During either a miscible CO2 or hydrocarbon gas flood, dissolution of injected gas into the oil may reduce the solubility of asphaltenes and/or high-molecular-weight paraffins in the oil, resulting in precipitation of these components in the reservoir. By clogging pore throats, these organic precipitates may reduce injectivity, adversely affecting the producibility of the reservoir. This type of formation damage can be avoided by conducting core flood experiments in the laboratory that assess the affect of the injectant on the reservoired oil. If such experiments identify significant risk for formation of organic precipitates, then additional experiments can identify chemical modifiers that can be added to the injectant to prevent formation of organic precipitates by increasing the solubility of asphaltenes and/or high-molecular-weight paraffins in the oil/gas solution (Hwang et al., 1999).

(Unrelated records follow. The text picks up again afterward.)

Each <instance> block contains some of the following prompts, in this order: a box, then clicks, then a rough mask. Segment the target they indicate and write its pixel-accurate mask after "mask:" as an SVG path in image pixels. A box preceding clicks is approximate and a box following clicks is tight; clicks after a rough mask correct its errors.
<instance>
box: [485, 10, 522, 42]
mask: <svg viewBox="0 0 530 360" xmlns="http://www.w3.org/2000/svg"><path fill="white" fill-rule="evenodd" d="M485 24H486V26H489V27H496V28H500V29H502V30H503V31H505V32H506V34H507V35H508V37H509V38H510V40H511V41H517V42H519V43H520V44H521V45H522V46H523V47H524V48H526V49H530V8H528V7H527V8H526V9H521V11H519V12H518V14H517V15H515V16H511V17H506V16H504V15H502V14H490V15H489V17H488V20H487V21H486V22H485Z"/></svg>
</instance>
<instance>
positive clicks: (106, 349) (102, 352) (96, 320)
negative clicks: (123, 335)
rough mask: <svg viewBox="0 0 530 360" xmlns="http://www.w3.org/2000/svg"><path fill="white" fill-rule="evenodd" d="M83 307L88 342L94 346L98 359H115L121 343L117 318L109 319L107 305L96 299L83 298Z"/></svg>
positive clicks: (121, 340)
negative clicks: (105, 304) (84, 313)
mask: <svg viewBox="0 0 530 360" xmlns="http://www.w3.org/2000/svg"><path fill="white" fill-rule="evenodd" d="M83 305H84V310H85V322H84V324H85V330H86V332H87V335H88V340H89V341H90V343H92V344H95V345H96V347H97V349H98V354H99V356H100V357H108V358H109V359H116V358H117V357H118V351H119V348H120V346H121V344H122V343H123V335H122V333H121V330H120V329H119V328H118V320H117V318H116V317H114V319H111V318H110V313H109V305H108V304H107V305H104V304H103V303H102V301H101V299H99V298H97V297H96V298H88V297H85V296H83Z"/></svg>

During a waterflood, the injectant may react with reservoir minerals and/or with reservoir brine and cause precipitation of secondary minerals or swelling of clays that clog pore throats, reducing injectivity. This type of formation damage can also be predicted by considering in combination the compositions of the injected water, the reservoir brine, and the reservoir mineralogy.
For more information on the techniques described here, or to discuss a specific project, e-mail us at email@example.com, or call us at U.S. (214) 584-9169.
Hwang, R. J. and Ortiz J. (1999). Mitigation of asphaltics deposition during CO2 flood. Abstracts 19th International Meeting on Organic Geochemistry, Istanbul, Turkey, Tubitak Marmara Research Center Earth Sciences Research Institute. Vol. II: 601-602.
Okoro I.C., E. N. Olaniyan, J.O. Umurhohwo, B. A. Patterson, and D. D. Kennedy, 2000, Potential Uses of Injected Sea Water as a Tracer in Water Flood Management (abstract): Pennwell et al. ed., Offshore West Africa Conference, (Abidjan, Cote D'Ivoire, 3/21-3/23/2000).
McCaffrey M. A., Legarre H. A. and Johnson S. J. (1996). Using biomarkers to improve heavy oil reservoir management: An example from the Cymric field, Kern County, California. American Association of Petroleum Geologists Bulletin 80(6), 904-919.